Malgré la relative abondance et la préservation remarquable des spécimens fossiles sud-africains relativement aux sites contemporains est-africains, l’étude des empreintes cérébrales qu’ils conservent est limitée par la difficulté à déchiffrer et interpréter ces traces.
Devant ce constat, notre équipe constituée de paléontologues et de neuroscientifiques a cherché dans un premier temps à intégrer, dans l’étude des spécimens fossiles, les compétences techniques développées en imagerie et en informatique.
Nous avons alors mis en place le projet EndoMap, développé autour de la collaboration entre des équipes de recherche françaises et sud-africaines, dans le but de pousser plus loin l’exploration du cerveau en y associant des méthodes de visualisation et d’analyses virtuelles.
À partir de modèles numériques 3D de spécimens fossiles du « Berceau de l’Humanité » et d’un référentiel digital de crânes de primates actuels, nous avons développé et mis à disposition une base de données unique de cartographies pour localiser les principales différences et similitudes entre le cerveau de nos ancêtres et le nôtre.

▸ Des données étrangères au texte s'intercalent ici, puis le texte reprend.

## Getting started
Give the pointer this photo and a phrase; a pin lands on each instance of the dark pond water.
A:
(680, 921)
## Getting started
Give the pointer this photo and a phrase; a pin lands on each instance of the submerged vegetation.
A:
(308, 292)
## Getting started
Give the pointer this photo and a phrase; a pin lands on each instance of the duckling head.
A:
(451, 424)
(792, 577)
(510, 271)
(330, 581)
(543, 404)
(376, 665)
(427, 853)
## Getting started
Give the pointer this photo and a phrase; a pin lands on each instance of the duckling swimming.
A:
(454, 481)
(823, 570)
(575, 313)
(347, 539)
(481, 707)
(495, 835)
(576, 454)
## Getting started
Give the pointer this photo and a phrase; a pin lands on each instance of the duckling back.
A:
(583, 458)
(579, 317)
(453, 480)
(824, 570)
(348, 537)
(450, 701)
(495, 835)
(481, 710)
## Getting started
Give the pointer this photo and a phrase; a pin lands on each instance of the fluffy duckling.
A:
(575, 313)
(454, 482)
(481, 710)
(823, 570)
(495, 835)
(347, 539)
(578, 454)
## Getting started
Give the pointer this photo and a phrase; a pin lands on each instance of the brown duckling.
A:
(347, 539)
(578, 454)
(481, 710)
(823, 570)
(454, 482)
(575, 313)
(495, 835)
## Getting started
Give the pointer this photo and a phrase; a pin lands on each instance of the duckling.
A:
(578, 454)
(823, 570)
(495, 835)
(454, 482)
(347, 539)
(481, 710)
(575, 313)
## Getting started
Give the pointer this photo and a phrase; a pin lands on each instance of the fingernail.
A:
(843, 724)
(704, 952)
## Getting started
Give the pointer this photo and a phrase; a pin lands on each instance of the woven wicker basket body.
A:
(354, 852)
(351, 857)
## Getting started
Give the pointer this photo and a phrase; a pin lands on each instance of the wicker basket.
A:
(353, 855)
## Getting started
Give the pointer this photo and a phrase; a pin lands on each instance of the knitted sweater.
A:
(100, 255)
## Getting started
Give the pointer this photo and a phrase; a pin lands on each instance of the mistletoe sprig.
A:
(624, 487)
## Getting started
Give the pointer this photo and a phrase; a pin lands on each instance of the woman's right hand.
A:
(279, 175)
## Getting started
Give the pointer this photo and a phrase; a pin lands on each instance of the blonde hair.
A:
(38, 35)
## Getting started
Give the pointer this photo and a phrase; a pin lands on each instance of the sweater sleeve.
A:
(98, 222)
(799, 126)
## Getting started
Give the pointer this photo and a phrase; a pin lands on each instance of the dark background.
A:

Ces cartographies reposent sur le principe d’atlas traditionnellement utilisé en neuroscience et ont permis à la fois une meilleure connaissance de la variabilité dans la distribution spatiale des sillons du cerveau humain actuel et l’identification des caractéristiques cérébrales chez les fossiles. En effet, certains désaccords scientifiques majeurs dans la discipline sont la conséquence de notre méconnaissance de la variation inter-individuelle, qui entraîne une surinterprétation des différences entre les spécimens fossiles.
Cependant, EndoMap fait face à un défi majeur dans l’étude des restes fossiles, comment analyser des spécimens incomplets ou pour lesquels certaines empreintes cérébrales sont absentes ou illisibles ? Ce problème de données manquantes, bien connu en informatique et commun à de nombreuses disciplines scientifiques, est un frein à la progression de notre recherche sur l’évolution du cerveau.
Le bond technologique réalisé récemment dans les domaines de l’intelligence artificielle permet d’entrevoir une solution. En particulier, devant le nombre limité de spécimens fossiles et leur caractère unique, les méthodes d’augmentation artificielle des échantillons pourront pallier le problème d’effectif réduit en paléontologie. Par ailleurs, le recours à l’apprentissage profond à l’aide d’échantillons actuels plus complets constitue une piste prometteuse pour la mise au point de modèles capables d’estimer les parties manquantes des spécimens incomplets.
Nous avons alors invité à Johannesburg en 2023 des paléontologues, géoarchéologues, neuroscientifiques et informaticiens de l’Université du Witwatersrand et de l’Université de Cape Town (Afrique du Sud), de l’Université de Cambridge (Royaume-Uni), de l’Université de Toulouse, du Muséum national d’histoire naturelle de Paris et de l’Université de Poitiers à alimenter notre réflexion sur le futur de notre discipline au sein du colloque « BrAIn Evolution : Palaeosciences, Neuroscience and Artificial Intelligence ».
Cette discussion est à l’origine du numéro spécial de la revue de l’IFAS-Recherche, Lesedi, qui vient de paraître en ligne et qui résume les résultats de ces échanges interdisciplinaires. À la suite de cette rencontre, le projet a reçu le soutien financier de la Mission pour les initiatives transverses et interdisciplinaires (MITI) du CNRS dans le cadre l’appel d’offres « Jumeaux numériques : nouvelles frontières et futurs développements » pour intégrer l’IA à la paléoneurologie.